I cannot cook without my iron pan. Sometimes it gets crusty on the outside. My children like small fires or roasting oysters in the back yard.
Thanks, great hints. I use my pan often and sometimes I find the pan is not seasoned completely. Thanks for the detailed instructions.
Thanks for the tips! I wouldn't recommend cleaning in a self-cleaning oven like I did. I had a twenty-five year old cast iron skillet that was a favorite. We bought it the week after we got married. The inside was perfect after all those years, but after the outside begins to get all crusty, I put in my self cleaning oven.
I tried the salt routine then rubbed down inside AND outside with canola oil. Then I put it in the oven at a low temperature for a couple hours. Food still stuck. Maybe it's the temp when I put the food in. My Mother all her life used cast iron and nothing ever stuck. She was cooking with a gas stove; mine is electric. I've wondered if that made a difference. I'd like to hear someone's comment on cooking foods containing tomatoes. I've heard that can cause problems.
Cooking with cast iron DOES add iron to our food. I use some cast iron ware that has been handed down for as long as four generations.
Hmmm. Well if you know campers or hunters they will put it on a fire for you. If I have to use any kind of soap, I use Dawn and dry with a papertowel. I always use a papertowel and rub oil on a low burn on top of the stove. Then when its a little smokey, I take it and rub it with oil again before I put it away in a cabinet. This is what seasoning is here in Louisiana. I never put any pots or anything on top of it when I store it.
I also never put my pots in the oven. I will put rolls or bread on it and put it on top of my gas grill and leave it open. I have never had any rust. If you don't have central ac, I would suggest when you store it for awhile that you put a unused sheet of bounce over it. This keeps any pest away.
I do like happy.now from Louisiana - I wash my 100 year old cast iron skillet in Dawn detergent, then dry it with paper towels. I then heat it up just a little & then smear the inside with a very thin coat of bacon grease, & set back on the low fire for about 30 minutes. After that I wait for it to cool down & wipe out any excess grease, & I store it in the cabinet upside down.
To the lady who is having trouble with her pan not seasoning correctly & you use canola oil & an electric stove - use bacon grease or lard instead.
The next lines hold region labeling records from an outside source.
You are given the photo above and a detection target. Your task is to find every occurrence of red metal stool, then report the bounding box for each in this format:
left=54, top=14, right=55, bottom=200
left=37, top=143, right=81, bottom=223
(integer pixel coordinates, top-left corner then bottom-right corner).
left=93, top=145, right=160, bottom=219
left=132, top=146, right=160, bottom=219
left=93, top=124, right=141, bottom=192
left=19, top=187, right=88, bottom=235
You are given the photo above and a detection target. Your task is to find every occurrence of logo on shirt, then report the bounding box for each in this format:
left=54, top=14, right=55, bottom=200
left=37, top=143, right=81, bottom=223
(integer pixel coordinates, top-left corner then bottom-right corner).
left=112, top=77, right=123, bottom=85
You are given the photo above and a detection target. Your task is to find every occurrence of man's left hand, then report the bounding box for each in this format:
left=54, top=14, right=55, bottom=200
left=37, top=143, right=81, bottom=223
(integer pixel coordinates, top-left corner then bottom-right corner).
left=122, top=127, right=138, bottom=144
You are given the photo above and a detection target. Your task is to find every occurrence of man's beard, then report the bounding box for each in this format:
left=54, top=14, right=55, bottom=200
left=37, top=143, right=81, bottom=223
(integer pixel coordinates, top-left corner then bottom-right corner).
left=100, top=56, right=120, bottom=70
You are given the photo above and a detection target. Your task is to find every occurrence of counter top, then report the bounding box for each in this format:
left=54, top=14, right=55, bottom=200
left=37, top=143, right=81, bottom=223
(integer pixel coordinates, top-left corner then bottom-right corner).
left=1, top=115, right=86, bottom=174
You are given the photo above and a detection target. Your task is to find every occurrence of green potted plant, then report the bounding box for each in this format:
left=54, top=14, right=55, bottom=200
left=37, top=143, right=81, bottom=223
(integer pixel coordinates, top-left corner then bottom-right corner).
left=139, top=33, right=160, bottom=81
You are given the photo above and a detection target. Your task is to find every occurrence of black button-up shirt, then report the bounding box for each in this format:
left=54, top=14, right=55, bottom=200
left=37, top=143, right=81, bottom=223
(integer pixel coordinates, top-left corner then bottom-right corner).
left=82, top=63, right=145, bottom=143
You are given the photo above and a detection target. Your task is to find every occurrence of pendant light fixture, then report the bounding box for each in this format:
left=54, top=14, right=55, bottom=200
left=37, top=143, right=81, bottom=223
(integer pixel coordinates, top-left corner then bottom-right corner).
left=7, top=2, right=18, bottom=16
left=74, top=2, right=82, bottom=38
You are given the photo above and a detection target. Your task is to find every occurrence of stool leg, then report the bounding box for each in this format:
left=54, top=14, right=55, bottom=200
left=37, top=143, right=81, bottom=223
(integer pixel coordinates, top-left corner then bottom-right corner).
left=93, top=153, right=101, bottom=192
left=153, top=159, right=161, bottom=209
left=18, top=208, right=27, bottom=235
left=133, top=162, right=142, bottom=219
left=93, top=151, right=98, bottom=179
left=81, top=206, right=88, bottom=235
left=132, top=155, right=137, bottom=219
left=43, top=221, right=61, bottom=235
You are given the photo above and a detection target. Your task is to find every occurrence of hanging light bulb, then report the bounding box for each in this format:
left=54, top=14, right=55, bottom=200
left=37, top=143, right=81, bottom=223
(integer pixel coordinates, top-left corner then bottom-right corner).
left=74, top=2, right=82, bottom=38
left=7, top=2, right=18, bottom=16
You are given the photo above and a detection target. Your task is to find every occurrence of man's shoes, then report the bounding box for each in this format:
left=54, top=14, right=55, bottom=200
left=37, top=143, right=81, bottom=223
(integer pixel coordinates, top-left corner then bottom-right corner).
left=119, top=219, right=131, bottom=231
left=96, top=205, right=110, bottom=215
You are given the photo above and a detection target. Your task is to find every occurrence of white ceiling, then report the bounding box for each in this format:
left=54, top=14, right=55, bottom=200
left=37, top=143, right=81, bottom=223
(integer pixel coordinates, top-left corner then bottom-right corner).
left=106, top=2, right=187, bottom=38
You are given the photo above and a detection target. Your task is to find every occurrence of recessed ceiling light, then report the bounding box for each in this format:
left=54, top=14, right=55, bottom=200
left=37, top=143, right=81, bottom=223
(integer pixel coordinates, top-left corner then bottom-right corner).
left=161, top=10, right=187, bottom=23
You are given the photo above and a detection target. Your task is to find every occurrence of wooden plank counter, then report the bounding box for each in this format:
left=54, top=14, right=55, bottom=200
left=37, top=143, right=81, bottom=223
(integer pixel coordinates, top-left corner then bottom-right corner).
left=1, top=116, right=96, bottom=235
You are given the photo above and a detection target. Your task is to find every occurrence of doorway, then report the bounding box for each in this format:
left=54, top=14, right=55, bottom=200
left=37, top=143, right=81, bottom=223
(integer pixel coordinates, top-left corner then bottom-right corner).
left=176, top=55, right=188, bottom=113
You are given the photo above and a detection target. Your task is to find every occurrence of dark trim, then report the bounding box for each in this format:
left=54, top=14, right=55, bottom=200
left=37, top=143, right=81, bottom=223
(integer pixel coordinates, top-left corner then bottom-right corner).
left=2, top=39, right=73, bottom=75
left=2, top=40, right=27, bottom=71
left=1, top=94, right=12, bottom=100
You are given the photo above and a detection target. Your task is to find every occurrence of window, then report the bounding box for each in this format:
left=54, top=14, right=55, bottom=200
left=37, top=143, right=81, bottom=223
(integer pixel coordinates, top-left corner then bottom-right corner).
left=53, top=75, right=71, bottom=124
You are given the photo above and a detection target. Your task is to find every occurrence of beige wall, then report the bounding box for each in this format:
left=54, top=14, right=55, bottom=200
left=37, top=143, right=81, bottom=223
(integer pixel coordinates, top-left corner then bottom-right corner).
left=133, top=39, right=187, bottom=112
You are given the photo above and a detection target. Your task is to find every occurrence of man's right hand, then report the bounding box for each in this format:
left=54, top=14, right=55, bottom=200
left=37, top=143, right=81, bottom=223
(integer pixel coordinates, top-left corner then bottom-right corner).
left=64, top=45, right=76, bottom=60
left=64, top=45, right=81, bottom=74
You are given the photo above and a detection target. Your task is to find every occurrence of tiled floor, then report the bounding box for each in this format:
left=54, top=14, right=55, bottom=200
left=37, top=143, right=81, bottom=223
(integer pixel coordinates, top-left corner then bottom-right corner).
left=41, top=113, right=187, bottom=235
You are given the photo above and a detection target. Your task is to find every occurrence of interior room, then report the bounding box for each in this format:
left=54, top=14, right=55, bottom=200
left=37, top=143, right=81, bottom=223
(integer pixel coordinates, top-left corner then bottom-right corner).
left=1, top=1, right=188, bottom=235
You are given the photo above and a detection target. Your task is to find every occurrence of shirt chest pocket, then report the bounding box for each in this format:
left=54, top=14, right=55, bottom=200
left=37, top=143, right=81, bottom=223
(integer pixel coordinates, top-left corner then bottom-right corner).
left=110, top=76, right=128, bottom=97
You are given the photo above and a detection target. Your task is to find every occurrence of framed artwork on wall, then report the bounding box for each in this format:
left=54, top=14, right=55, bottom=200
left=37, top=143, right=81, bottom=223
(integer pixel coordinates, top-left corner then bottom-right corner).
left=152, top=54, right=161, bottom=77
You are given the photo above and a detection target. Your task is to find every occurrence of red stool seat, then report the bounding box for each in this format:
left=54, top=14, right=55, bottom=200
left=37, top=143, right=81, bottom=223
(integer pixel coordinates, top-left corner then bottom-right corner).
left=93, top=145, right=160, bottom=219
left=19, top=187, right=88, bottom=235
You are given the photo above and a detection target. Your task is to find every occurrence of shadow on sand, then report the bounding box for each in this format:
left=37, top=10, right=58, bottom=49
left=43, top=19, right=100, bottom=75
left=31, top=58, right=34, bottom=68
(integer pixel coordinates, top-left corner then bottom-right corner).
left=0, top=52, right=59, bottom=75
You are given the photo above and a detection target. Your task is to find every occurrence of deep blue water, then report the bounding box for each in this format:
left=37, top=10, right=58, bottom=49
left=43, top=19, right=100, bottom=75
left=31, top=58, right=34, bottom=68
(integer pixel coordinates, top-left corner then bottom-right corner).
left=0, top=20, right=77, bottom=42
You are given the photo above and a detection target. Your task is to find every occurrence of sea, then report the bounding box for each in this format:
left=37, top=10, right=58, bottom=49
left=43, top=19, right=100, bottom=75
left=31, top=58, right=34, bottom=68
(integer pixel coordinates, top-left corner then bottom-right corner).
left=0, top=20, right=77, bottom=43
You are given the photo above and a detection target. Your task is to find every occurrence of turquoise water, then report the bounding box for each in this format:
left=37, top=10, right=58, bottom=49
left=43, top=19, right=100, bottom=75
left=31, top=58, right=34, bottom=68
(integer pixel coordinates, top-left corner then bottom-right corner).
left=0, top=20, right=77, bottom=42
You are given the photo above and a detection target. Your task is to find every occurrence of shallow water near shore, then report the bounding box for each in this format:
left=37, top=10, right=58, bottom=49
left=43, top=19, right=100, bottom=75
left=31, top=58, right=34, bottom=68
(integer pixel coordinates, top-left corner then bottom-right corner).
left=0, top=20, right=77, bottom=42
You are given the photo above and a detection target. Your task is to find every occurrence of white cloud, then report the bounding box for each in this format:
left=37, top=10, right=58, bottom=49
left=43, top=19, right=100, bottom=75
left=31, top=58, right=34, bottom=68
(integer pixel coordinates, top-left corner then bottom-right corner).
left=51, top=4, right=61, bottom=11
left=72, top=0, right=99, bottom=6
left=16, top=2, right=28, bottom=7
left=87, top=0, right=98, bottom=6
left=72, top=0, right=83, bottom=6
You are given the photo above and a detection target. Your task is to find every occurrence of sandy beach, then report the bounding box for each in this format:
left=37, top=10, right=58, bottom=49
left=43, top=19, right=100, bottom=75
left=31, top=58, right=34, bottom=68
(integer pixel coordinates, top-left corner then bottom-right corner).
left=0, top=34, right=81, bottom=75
I have used both canola & veggie oil on my 2 skillets & used the skillets on both gas & electric stoves & found years ago that the canola & veggie oils do not season the pan well enough to keep foods from sticking in them... use bacon grease.
Instead of salt scouring, I use an old credit card to scrape any residue off the pan before oiling.
I love cast iron. Cooking bacon in it helps to keep it seasoned. However if you do wash you skillet season it with Crisco. Then heat it. In time the crisco seals any small pores in the iron and your skillet will stay nice for years and years.
I agree with seasoning with lard and all the other hints. I learned my lesson the hard way. My skillet is well over 100 years old. It was my dad's pride and joy. The only 2 things that the US Army was never allowed to ship was dad's skillet and mom's sewing machine. For Father's Day one year I decided to "clean" the skillet to get it shiny as a surprise. SOS, Comet and elbow grease earned me a lecture on how to season an iron skillet as well as practice in doing it. It took several years before the skillet was even close to what it had been (I erased a good 70 years of seasoning). I've bought several iron skillets at old timers fairs and reasoned them. They got tossed into a campfire and then seasoned. It does take a while to get a beautiful patina but definitely worth it.
I use an electric stove.
I only use cast iron pans. They work for everything. I have no problems with any thing sticking.
You can clean them with oven cleaner in and out then re season the inside, wipe the outside. Also you can use cooking spray.